Adobe has released a comprehensive set of security fixes in its latest Patch Tuesday updates, addressing critical-severity vulnerabilities across several products, including Acrobat, Reader, ColdFusion, inDesign, inCopy, and Audition.
In particular, Adobe highlighted code-execution defects in Acrobat and Reader, pointing to at least 17 bugs that could potentially lead to arbitrary code execution and memory leak issues on unpatched Windows and macOS systems. The critical-severity bulletin emphasizes the importance of promptly applying the patches to mitigate these risks. The update also includes patches for six critical ColdFusion flaws affecting versions 2023 and 2021, posing risks of arbitrary code execution and security feature bypass.

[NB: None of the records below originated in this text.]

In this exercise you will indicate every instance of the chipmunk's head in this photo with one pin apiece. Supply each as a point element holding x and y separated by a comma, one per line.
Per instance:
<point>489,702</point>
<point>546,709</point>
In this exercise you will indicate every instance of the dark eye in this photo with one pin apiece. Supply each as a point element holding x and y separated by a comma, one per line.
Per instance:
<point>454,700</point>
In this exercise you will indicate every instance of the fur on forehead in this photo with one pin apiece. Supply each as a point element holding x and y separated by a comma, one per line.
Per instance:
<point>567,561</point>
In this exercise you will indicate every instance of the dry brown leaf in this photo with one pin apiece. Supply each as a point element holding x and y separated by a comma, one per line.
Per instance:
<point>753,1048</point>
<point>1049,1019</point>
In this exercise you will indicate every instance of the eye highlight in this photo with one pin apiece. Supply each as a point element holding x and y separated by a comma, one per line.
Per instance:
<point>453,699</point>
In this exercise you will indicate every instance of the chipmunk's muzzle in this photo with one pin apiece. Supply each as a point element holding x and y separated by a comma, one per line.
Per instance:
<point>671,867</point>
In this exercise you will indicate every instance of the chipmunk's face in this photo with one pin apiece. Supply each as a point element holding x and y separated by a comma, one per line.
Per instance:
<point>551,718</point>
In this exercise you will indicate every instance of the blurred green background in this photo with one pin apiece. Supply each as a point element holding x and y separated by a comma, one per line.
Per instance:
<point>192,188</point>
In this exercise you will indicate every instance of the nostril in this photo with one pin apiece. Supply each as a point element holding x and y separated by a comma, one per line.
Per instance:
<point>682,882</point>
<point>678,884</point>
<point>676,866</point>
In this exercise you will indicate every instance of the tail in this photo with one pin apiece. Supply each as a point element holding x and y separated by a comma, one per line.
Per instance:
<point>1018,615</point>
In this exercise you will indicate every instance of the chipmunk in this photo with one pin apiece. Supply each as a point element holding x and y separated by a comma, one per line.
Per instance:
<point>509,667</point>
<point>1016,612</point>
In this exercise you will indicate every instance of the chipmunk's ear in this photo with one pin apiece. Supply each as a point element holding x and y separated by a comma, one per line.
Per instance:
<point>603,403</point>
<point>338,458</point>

Beyond Acrobat and ColdFusion, Adobe’s mega-patch bundle covers a range of products, addressing various vulnerabilities. These include five vulnerabilities in RoboHelp Server, presenting risks of arbitrary code execution and memory leaks, six documented bugs in Photoshop with potential arbitrary code execution and memory leak issues, seven denial-of-service and memory leak problems in InDesign, and three bugs in Adobe Bridge exposing users to memory leakage.
Additionally, the update addresses code execution issues in Adobe FrameMaker Publishing Server and Adobe Media Encoder, along with Adobe Premiere Pro. Despite the severity of the flaws, Adobe stated that it is not aware of any in-the-wild exploits targeting the documented vulnerabilities, underscoring the importance of proactive patching.